The events from 10 to 13 August 1975 in Erfurt are considered to be the first massive racially motivated riots in Germany since 1945. Around 300 young Erfurt residents chased around 25 Algerian workers from “Domplatz” through the city centre to the main railway station, beating several of them and leaving them hospitalised. The racist attacks on Algerian labour migrants continued in the days that followed. The violence was triggered by racist rumours that had been spread in Erfurt in the previous days. The charged atmosphere escalated in public at a public festival on the cathedral square on 10 August.

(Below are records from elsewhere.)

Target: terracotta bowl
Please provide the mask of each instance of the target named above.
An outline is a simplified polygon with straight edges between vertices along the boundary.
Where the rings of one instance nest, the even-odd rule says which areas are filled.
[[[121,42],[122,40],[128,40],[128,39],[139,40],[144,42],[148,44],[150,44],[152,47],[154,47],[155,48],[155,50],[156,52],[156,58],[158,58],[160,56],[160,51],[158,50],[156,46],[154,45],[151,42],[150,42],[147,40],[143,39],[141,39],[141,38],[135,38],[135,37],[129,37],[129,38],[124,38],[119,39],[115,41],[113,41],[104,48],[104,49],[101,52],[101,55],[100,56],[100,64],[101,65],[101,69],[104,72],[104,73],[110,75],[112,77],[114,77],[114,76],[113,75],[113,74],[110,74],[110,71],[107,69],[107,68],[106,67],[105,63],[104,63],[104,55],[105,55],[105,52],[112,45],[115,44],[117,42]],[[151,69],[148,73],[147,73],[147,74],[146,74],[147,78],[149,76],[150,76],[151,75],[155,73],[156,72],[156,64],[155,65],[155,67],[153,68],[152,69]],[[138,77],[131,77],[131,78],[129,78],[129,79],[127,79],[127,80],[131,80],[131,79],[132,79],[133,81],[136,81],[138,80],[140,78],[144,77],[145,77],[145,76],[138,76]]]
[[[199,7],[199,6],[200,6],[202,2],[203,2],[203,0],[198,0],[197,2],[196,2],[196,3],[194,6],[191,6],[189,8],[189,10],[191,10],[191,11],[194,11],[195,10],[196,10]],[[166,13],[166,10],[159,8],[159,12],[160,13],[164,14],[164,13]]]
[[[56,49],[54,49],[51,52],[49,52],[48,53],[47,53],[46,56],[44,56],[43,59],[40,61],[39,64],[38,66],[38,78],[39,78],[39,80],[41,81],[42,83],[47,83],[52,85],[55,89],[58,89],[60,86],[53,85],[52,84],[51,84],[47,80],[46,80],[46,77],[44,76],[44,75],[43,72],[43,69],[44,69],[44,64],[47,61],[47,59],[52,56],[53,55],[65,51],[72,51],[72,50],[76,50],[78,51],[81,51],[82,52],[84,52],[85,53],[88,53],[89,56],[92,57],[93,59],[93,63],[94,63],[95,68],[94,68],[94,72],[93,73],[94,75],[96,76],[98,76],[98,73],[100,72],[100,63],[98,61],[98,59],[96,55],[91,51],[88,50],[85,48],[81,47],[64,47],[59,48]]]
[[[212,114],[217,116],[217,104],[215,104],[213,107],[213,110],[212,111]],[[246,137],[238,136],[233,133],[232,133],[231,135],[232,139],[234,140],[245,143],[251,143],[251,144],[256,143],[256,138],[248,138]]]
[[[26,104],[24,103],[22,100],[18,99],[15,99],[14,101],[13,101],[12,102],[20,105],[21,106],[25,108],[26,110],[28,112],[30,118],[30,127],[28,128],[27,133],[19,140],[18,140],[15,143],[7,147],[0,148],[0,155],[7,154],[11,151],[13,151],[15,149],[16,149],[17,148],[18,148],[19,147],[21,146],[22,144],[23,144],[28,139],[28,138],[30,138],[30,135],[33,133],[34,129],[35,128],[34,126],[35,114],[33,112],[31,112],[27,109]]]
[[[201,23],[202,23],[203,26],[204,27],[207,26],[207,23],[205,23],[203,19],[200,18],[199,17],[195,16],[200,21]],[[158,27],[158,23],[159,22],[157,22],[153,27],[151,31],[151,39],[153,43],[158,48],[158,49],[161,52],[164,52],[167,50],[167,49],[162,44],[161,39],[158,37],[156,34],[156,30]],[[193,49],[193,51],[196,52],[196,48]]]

Algerian labour migrants were employed in various Erfurt companies at the time, and their total number in the GDR between 1974 and 1984 amounted to over 8,000 people. Their stay was limited to four years and was regulated by an intergovernmental labour agreement. The life stories of this group of labour migrants in the GDR are hardly known to the public today. The Oral History Research Centre at the University of Erfurt would like to draw attention to the topic and therefore invites you to this public commemorative event 50 years after the events.
It is supported by the Amadeu Antonio Foundation, the Federal Foundation for the Reappraisal of the SED Dictatorship, the Commissioner for Migration and Integration of the City of Erfurt, Decolonize Erfurt, the Topf & Söhne Place of Remembrance, the Friedrich Ebert Foundation, the Catholic Forum in the State of Thuringia, the State Centre for Political Education Thuringia, MigraNetz Thuringia and the “Sparkassenstiftung” Erfurt.